The number of channels of the characteristic image output by the layer j network in the VGG-19,

is the high, w, of the characteristic image output by the j-th network in VGG-19_jIs the width of the characteristic image output by the layer j network in VGG-19. Optionally, the j-th layer network in the VGG-19 is relu4_4 in the VGG-19.

After determining the second loss and the third loss, a total loss for the image inpainting subnetwork may be determined according to the following equation:

wherein β is a natural number greater than 0 and less than 1, and optionally β is 0.5.

After the total loss of the image inpainting sub-network is obtained through the formula (3), the image inpainting sub-network can be subjected to inverse gradient propagation based on the total loss, and the parameters of the image inpainting sub-network are updated to complete the training of the image inpainting sub-network.

The present embodiment also provides a training method of a parallax image generation sub-network, in which a loss of the parallax image generation sub-network (which will be referred to as a fourth loss hereinafter) can be determined by measuring a difference between a second parallax image obtained by the parallax image generation sub-network and a true parallax image. The real parallax image is a real parallax image between the first image to be processed and the second image to be processed. In one possible implementation, the fourth loss may be obtained by:

wherein the content of the first and second substances,

for the image of the second parallax image at the nth scale, d_nThe image of the real parallax image in the nth scale is obtained, wherein N is the number of scales, and N is a positive integer.

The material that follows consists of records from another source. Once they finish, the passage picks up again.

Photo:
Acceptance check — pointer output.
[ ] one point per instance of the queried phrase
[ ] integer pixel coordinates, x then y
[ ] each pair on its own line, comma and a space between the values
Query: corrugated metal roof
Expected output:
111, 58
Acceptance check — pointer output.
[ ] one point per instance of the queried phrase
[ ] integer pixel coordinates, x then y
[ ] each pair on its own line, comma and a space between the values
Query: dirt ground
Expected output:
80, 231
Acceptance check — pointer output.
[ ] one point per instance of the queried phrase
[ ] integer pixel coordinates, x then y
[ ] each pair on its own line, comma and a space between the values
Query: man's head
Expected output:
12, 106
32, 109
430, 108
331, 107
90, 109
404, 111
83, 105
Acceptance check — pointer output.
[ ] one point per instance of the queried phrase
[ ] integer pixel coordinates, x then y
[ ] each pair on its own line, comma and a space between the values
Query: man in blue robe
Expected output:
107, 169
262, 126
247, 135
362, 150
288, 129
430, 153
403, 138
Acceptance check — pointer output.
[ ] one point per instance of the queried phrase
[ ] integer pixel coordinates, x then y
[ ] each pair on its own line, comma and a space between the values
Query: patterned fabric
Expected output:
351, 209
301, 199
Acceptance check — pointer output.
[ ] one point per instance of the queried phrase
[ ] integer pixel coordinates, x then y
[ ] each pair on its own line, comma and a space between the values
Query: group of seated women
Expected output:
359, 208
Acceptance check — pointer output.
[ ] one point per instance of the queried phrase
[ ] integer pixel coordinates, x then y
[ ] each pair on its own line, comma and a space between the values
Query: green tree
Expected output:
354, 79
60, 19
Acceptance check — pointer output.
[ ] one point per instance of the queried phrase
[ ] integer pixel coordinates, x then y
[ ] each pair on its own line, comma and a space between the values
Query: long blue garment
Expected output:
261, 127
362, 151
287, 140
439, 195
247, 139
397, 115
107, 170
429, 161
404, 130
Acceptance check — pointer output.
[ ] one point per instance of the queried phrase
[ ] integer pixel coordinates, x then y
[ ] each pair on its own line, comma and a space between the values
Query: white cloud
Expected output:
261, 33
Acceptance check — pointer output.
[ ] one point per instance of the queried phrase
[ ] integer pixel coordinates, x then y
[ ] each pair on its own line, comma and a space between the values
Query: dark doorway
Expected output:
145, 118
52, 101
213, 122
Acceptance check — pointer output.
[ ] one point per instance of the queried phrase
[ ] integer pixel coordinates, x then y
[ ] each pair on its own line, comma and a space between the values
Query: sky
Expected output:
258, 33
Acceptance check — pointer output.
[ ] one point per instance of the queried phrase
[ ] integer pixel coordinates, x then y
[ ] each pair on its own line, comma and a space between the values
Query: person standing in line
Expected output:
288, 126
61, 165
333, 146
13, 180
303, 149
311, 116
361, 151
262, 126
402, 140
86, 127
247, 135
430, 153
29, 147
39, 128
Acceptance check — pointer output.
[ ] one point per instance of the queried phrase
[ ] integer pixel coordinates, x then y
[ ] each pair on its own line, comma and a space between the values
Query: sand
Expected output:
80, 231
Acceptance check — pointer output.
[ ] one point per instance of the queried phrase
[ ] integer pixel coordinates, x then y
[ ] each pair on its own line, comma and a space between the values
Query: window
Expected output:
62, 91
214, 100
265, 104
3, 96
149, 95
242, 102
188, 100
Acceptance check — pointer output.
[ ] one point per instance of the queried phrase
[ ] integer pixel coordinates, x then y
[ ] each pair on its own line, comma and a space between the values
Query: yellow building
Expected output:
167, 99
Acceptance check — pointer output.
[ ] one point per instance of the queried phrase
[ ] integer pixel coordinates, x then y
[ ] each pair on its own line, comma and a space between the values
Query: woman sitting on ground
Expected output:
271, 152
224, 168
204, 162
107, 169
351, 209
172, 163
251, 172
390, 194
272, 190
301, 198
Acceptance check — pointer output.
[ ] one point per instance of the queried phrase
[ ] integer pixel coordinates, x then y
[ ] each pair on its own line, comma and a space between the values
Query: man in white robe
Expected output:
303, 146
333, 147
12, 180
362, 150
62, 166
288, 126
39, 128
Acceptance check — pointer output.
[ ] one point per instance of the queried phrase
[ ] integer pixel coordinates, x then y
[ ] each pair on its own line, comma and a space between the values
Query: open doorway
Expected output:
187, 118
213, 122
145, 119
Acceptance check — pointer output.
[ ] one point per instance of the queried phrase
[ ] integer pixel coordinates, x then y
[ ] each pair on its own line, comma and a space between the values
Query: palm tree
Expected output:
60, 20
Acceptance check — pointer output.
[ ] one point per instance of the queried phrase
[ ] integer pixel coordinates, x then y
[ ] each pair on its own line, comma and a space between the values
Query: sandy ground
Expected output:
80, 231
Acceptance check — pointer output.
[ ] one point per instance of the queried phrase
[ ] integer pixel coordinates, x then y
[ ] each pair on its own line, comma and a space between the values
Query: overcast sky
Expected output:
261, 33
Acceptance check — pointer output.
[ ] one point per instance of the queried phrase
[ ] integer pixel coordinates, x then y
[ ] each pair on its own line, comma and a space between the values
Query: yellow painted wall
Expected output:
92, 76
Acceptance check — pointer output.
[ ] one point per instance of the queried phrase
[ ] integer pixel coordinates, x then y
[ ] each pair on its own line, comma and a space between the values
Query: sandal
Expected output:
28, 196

The above-mentioned scale includes a resolution, and the image of the second parallax image at the nth scale includes an image obtained by adjusting the resolution of the second parallax image to be the same as the nth resolution, and similarly, the image of the real parallax image at the nth scale includes an image obtained by adjusting the resolution of the second parallax image to be the same as the nth resolution.

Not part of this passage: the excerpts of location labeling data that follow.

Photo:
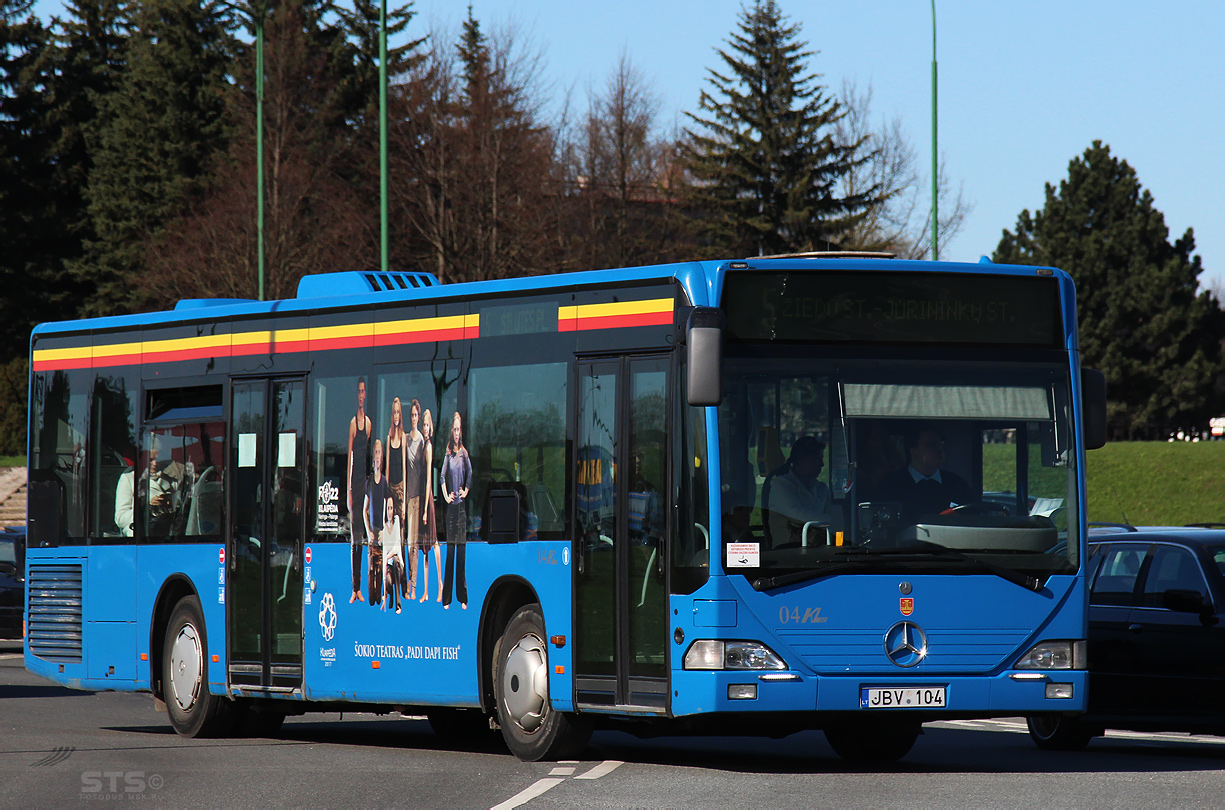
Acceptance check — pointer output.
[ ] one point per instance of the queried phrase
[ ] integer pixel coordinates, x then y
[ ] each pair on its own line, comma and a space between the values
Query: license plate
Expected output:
902, 697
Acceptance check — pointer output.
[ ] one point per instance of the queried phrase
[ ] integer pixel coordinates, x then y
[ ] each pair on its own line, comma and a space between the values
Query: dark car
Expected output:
12, 582
1157, 637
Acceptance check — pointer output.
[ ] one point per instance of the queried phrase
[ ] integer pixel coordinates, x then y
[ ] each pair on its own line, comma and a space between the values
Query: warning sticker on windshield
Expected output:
744, 555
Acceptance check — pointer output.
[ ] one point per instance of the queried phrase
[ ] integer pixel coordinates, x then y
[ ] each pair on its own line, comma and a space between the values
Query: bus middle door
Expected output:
620, 493
265, 598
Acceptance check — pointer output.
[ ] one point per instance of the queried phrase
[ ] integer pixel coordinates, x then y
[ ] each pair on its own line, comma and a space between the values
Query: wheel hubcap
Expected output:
186, 667
526, 683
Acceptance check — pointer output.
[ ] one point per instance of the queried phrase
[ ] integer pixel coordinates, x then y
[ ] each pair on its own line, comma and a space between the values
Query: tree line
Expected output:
128, 164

After obtaining the fourth loss, parameters of the parallax image generation sub-network may be adjusted based on the fourth loss.

The present embodiment provides a binocular image processing network by which a restored second image to be processed can be obtained based on a first image to be processed and a second image to be processed, and a second parallax image can be obtained based on the restored second image to be processed and the first image to be processed. The embodiment also provides a training method for the binocular image processing network, which can improve the performance of the binocular image processing network by training the binocular image processing network, further reduce the difference between the obtained repaired second image to be processed and the second image to be processed, and improve the precision of the second parallax image.

Based on the image processing methods provided in embodiments (a) to (six), embodiment (seventh) of the present disclosure provides an application scenario that may be implemented.

With the rapid development of the configuration of the smart phone, the number of cameras loaded on the smart phone is increasing, such as a wide angle camera (wide) and a tele camera (tele). Taking a wide-angle camera and a telephoto camera as examples, a binocular image can be obtained by simultaneously shooting a scene or an object through the wide-angle camera and the telephoto camera, and a disparity map and a depth map can be obtained based on the binocular image. However, the hardware configuration of the wide-angle camera and the tele-camera is different, so that the image quality of two images in the obtained binocular images is different, and the accuracy of the obtained disparity map is low or the accuracy of the obtained depth map is low.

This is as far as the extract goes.